Et pourtant, sous le regard consterné de Tybalt, Renàto fit glisser son verre en direction de la jeune fille. Ignorant soigneusement son père comme le démon qu’elle était réellement, Silindiel s’en saisit et le rapprocha d’Eithne qui le renifla d’un air intrigué. « Regarde, ils ont déjà fait une boisson en ton honneur ! » fit-elle d’un ton admiratif, mais la petite Dragonne ne sembla pas convaincue. Elle battit deux fois des ailes avant de s’allonger à nouveau sur les genoux de sa Liée, tournant ostensiblement le dos au cocktail.  

° Ça ne sent pas bon... À quoi ça sert si je peux pas la boire ? °

° À faire plaisir à ceux qui peuvent la boire ? ° proposa la Sang-Mêlé avec un sourire en coin, attendrie par la créature qui boudait sans grande conviction dans une moitié de son esprit. Elle remercia le Chevalier Blanc pour son geste et but une gorgée, prudente, veillant à ne pas montrer qu’elle était déjà plus ou moins familière du goût et des sensations de l’alcool sur sa langue.
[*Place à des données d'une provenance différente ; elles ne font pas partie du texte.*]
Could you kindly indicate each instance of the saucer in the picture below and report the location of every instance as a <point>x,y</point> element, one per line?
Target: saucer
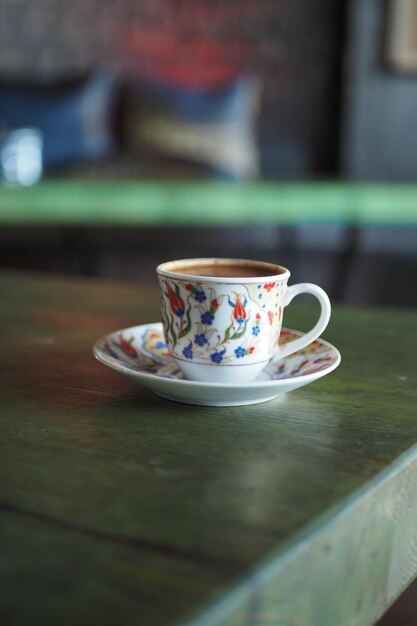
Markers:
<point>140,353</point>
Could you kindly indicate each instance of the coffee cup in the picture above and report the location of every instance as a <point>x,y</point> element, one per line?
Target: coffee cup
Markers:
<point>222,318</point>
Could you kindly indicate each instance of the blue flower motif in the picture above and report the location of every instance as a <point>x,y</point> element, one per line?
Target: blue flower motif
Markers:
<point>188,352</point>
<point>200,340</point>
<point>200,296</point>
<point>240,352</point>
<point>217,357</point>
<point>207,318</point>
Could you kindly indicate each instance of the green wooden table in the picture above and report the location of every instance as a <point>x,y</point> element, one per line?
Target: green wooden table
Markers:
<point>120,508</point>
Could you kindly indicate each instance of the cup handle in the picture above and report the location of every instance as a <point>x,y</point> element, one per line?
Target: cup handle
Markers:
<point>305,340</point>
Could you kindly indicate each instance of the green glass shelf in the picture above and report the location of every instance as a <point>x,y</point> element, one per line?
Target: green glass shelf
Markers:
<point>156,203</point>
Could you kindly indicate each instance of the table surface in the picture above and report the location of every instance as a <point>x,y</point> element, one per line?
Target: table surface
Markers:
<point>119,507</point>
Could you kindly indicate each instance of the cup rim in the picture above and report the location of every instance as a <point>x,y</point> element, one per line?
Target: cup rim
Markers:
<point>167,269</point>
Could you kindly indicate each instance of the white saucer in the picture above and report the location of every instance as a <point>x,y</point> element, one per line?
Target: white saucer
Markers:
<point>140,353</point>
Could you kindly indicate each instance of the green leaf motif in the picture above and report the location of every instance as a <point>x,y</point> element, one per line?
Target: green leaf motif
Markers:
<point>173,333</point>
<point>188,326</point>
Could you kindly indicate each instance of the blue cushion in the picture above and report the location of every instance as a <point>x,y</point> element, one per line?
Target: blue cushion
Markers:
<point>217,129</point>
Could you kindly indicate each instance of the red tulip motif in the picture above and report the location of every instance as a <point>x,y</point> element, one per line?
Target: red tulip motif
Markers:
<point>239,314</point>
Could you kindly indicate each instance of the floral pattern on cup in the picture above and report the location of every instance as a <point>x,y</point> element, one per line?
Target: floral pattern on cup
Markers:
<point>192,328</point>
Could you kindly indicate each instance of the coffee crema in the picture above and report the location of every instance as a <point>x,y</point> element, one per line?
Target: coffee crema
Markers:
<point>224,270</point>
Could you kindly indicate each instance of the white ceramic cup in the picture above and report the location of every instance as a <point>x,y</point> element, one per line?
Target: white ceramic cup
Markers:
<point>225,328</point>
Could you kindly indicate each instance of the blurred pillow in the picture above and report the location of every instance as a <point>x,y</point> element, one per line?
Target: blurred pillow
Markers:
<point>75,120</point>
<point>213,128</point>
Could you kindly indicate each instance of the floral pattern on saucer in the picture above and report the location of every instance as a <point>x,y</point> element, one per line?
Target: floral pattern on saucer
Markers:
<point>140,354</point>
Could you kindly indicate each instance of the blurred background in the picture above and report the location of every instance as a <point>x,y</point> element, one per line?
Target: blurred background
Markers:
<point>135,132</point>
<point>132,132</point>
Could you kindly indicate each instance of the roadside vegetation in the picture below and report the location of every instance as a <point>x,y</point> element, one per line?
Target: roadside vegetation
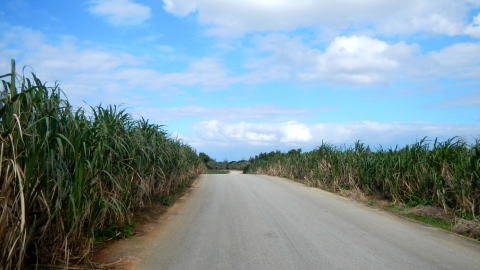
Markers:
<point>421,177</point>
<point>213,165</point>
<point>71,176</point>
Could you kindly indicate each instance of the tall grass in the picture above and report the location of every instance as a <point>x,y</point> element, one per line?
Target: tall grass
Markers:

La distincte saveur de miel n’était pas pour lui déplaire, mais il y avait autre chose... Une herbe ? Fraîche et piquante, qui lui fit froncer le nez. Parce que Silindiel n‘était pas du genre à se laisser abattre, elle prit une deuxième gorgée pour confirmer son avis, puis reposa le verre et le poussa vers son légitime propriétaire.  

« C’est original ! Ils n’ont pas ça, dans le Désert... » conclut-elle d’un air sérieux avant de pointer du doigt le verre de Selcot, le regard pétillant. « Comment s’appelle celui-là ? »

Même si une partie de lui, lointaine et soigneusement étouffée, était soulagée et heureuse de voir la Chevalière Verte s’intégrer aussi facilement, l’autre assombrissait l’azur de ses iris et lui faisait prendre dix ans d’âge. Sans trop pouvoir se l’expliquer, des craintes étranges tournoyaient dans son ventre. Allait-elle lui voler sa vie ? De l’autre côté de la table, Joachim haussa les épaules et lui adressa un sourire encourageant. « Eh, sois positif. Vous avez au moins un point commun qui ne lui vient pas d’Eníredis. »

« Excuse-moi, as-tu déjà rencontré ma femme ? Elle est capable de coucher la moitié des hommes de ta garde ! » riposta le Maître Brun, abasourdi, et son cousin éclata de rire.